Editor of the New York Times Jill Abramson claims her paper’s coverage on Israel and Iran is impartial and there’s no chance the “flawed” 2003 reporting over Iraq could happen again (via Politico):

Q: What are the concerns and considerations you take into account when covering the tensions between Israel and Iran, especially in light of some to the Times’s failures in the build-up to Iraq?

ABRAMSON: The key issue for us is, there’s murky intelligence on the current state of Iran’s nuclear program. There’s no dispute that they have one, the dispute is Iran saying that it’s for civilian use, and other intelligence saying that it could be for military use.

The debate, at least in Washington, is a little more limited than in 2003, because we’re talking about something that — either on the Israeli end or more broadly — would be a targeted military strike. It’s not the kind of debate we had in 2003 about a full-blown boots on the ground invasion.

In 2003, the Times had flawed coverage on the intelligence concerning WMD. I think a big factual difference is that at least the administration as it shapes its policy is not  actively promoting a policy to strike Iran. That’s a huge, fundamental difference.

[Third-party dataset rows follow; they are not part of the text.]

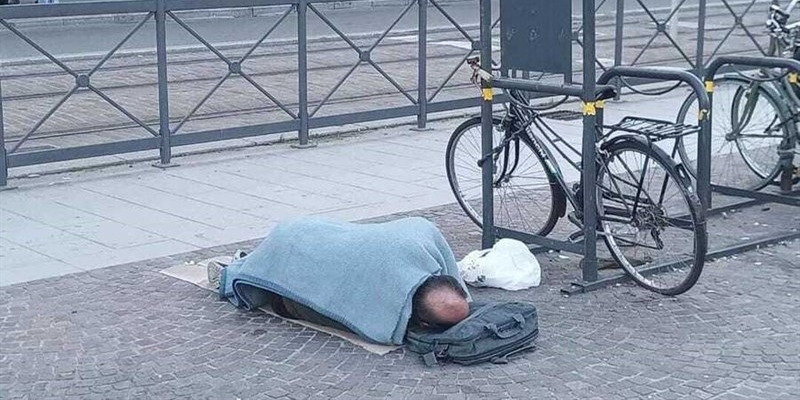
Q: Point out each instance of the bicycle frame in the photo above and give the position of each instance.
(541, 143)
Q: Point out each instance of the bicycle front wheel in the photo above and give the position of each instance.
(526, 196)
(746, 134)
(649, 217)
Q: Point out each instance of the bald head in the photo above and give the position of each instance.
(446, 307)
(440, 301)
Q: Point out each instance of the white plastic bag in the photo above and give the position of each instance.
(508, 265)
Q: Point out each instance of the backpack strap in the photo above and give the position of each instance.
(504, 358)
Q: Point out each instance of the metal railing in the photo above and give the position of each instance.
(301, 114)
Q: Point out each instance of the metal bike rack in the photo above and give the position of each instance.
(592, 115)
(755, 197)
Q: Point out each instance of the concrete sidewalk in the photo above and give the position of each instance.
(66, 223)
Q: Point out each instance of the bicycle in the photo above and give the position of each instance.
(657, 235)
(755, 124)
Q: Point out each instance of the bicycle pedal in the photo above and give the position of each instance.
(575, 237)
(575, 219)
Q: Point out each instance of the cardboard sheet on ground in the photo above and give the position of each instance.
(196, 274)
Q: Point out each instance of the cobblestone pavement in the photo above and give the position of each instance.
(130, 332)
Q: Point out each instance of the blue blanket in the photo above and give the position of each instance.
(360, 275)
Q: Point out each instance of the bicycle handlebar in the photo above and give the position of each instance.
(766, 62)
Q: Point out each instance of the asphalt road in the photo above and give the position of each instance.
(80, 39)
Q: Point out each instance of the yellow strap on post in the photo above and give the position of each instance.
(488, 94)
(590, 108)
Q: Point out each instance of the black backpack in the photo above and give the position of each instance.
(492, 332)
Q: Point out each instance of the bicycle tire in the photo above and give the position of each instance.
(681, 208)
(729, 154)
(541, 195)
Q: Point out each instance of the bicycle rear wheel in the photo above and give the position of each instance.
(744, 138)
(649, 217)
(526, 196)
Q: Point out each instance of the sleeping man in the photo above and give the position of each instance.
(371, 279)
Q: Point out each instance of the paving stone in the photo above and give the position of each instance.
(144, 335)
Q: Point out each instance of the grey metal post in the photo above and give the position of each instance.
(674, 23)
(704, 140)
(422, 65)
(302, 72)
(3, 163)
(618, 42)
(588, 150)
(163, 98)
(486, 125)
(701, 39)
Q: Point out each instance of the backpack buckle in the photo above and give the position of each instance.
(430, 359)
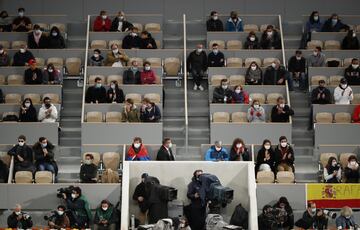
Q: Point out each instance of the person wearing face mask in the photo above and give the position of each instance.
(132, 40)
(105, 216)
(165, 152)
(238, 151)
(222, 93)
(102, 22)
(120, 24)
(137, 151)
(147, 76)
(96, 93)
(214, 24)
(334, 24)
(27, 111)
(47, 112)
(55, 39)
(114, 93)
(130, 112)
(270, 38)
(19, 219)
(59, 219)
(252, 41)
(132, 75)
(234, 23)
(22, 57)
(21, 23)
(253, 75)
(23, 156)
(217, 153)
(343, 93)
(256, 113)
(216, 58)
(352, 72)
(332, 171)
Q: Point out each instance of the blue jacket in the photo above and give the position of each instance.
(232, 27)
(213, 155)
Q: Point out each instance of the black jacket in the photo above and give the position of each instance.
(29, 74)
(94, 94)
(165, 155)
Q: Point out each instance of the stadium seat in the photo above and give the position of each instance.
(221, 117)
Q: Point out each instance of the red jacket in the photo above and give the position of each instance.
(98, 24)
(147, 77)
(356, 114)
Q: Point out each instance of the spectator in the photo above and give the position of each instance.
(130, 112)
(317, 58)
(256, 113)
(352, 72)
(105, 216)
(222, 93)
(216, 58)
(265, 160)
(284, 156)
(47, 112)
(44, 156)
(197, 65)
(96, 93)
(51, 75)
(165, 152)
(36, 39)
(149, 112)
(296, 67)
(116, 58)
(253, 74)
(343, 93)
(137, 151)
(132, 75)
(334, 24)
(252, 41)
(19, 219)
(4, 57)
(234, 23)
(23, 156)
(59, 219)
(147, 41)
(21, 23)
(27, 111)
(346, 220)
(114, 93)
(132, 40)
(352, 173)
(140, 197)
(33, 75)
(5, 21)
(270, 38)
(96, 59)
(147, 76)
(55, 39)
(102, 22)
(119, 24)
(23, 56)
(332, 171)
(214, 24)
(88, 170)
(238, 151)
(286, 220)
(217, 153)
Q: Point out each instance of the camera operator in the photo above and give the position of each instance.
(59, 219)
(19, 219)
(79, 208)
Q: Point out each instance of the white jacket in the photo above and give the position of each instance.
(49, 118)
(342, 96)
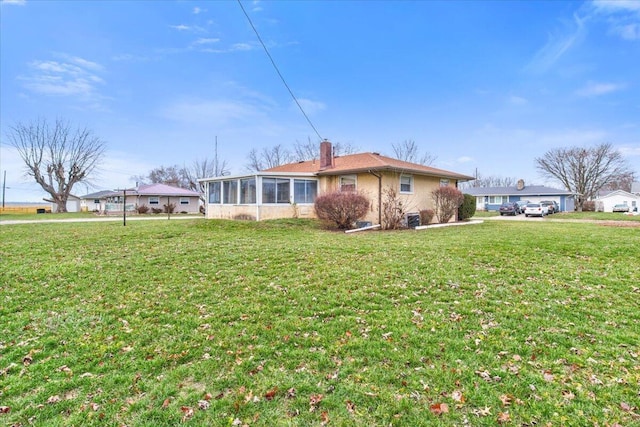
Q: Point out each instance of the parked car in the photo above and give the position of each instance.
(621, 208)
(509, 209)
(551, 208)
(522, 204)
(536, 209)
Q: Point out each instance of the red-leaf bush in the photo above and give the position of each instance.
(342, 208)
(446, 201)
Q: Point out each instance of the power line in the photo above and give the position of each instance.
(278, 71)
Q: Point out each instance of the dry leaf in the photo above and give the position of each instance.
(351, 407)
(439, 408)
(271, 393)
(504, 417)
(457, 396)
(187, 413)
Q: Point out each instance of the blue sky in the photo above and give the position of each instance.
(486, 86)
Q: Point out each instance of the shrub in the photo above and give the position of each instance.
(341, 208)
(426, 216)
(589, 206)
(393, 211)
(468, 207)
(446, 200)
(169, 207)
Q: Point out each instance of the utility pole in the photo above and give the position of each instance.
(4, 185)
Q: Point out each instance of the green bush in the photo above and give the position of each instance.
(426, 216)
(468, 207)
(341, 208)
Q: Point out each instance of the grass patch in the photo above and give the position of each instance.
(282, 323)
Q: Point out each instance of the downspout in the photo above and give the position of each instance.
(379, 176)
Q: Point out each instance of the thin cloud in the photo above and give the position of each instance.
(557, 46)
(597, 89)
(180, 27)
(74, 78)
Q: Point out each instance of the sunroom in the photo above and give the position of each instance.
(261, 196)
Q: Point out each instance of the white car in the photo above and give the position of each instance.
(536, 209)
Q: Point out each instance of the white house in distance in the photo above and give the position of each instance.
(606, 200)
(151, 195)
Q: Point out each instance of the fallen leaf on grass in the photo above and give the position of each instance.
(53, 399)
(314, 401)
(271, 393)
(503, 417)
(187, 413)
(457, 396)
(439, 408)
(351, 407)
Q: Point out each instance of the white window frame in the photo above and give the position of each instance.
(353, 178)
(410, 183)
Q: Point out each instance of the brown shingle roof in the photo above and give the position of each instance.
(364, 162)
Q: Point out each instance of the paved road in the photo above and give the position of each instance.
(99, 219)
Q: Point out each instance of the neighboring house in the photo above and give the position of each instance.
(151, 195)
(73, 204)
(290, 190)
(94, 202)
(490, 198)
(606, 200)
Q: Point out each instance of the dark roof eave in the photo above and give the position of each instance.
(455, 176)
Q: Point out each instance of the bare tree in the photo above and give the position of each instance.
(170, 175)
(57, 156)
(583, 171)
(622, 182)
(268, 158)
(408, 151)
(204, 169)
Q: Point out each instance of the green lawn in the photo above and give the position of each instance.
(215, 323)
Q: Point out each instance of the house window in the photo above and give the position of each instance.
(348, 183)
(275, 190)
(214, 192)
(248, 190)
(230, 192)
(406, 184)
(305, 190)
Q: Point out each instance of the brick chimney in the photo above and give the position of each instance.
(326, 155)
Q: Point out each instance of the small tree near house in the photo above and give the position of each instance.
(446, 201)
(393, 210)
(341, 208)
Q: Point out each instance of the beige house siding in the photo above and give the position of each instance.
(367, 184)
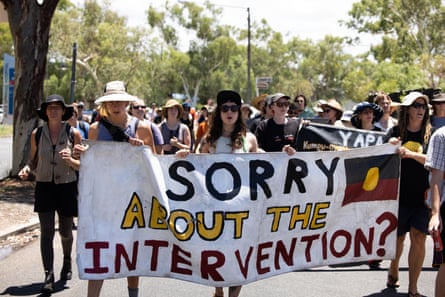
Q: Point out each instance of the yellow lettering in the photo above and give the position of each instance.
(317, 215)
(180, 231)
(298, 216)
(276, 212)
(134, 214)
(158, 216)
(238, 218)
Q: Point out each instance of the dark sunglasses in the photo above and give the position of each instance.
(419, 105)
(282, 104)
(232, 108)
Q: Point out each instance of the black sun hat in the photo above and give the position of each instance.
(54, 98)
(228, 96)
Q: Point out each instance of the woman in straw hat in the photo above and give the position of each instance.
(386, 121)
(176, 134)
(116, 124)
(56, 183)
(331, 111)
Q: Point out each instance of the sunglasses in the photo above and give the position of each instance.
(282, 104)
(232, 108)
(419, 105)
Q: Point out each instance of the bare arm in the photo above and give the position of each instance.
(30, 165)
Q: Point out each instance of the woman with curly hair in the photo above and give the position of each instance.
(413, 133)
(227, 134)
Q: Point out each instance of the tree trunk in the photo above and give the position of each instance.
(29, 24)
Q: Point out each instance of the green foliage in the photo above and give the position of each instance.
(186, 50)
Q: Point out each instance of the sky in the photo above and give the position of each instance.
(311, 19)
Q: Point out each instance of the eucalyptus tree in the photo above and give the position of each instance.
(29, 23)
(412, 31)
(210, 48)
(107, 49)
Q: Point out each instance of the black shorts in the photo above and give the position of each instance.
(56, 197)
(442, 234)
(416, 217)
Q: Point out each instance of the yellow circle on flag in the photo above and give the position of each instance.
(372, 179)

But certainly I’m well aware that there are all kinds of parties, analysts, members of congress, people inside the administration — We just had a piece on some of the more hawkish voices back in 2003, and some of them are trying to have more influential voices, some of the same people.

It’s a highly politically charged issue. And it involves intelligence that is somewhat murky.

Q: How do you respond to critics on the right who say that, because of what happened in 2003, the Times is being overly cautious?

ABRAMSON: I think we are criticized by both of the most highly charged voices on this. There are also critics saying, there they go again.

 The reality, however, is rather different as Fair and Accuracy in Reporting regularly show.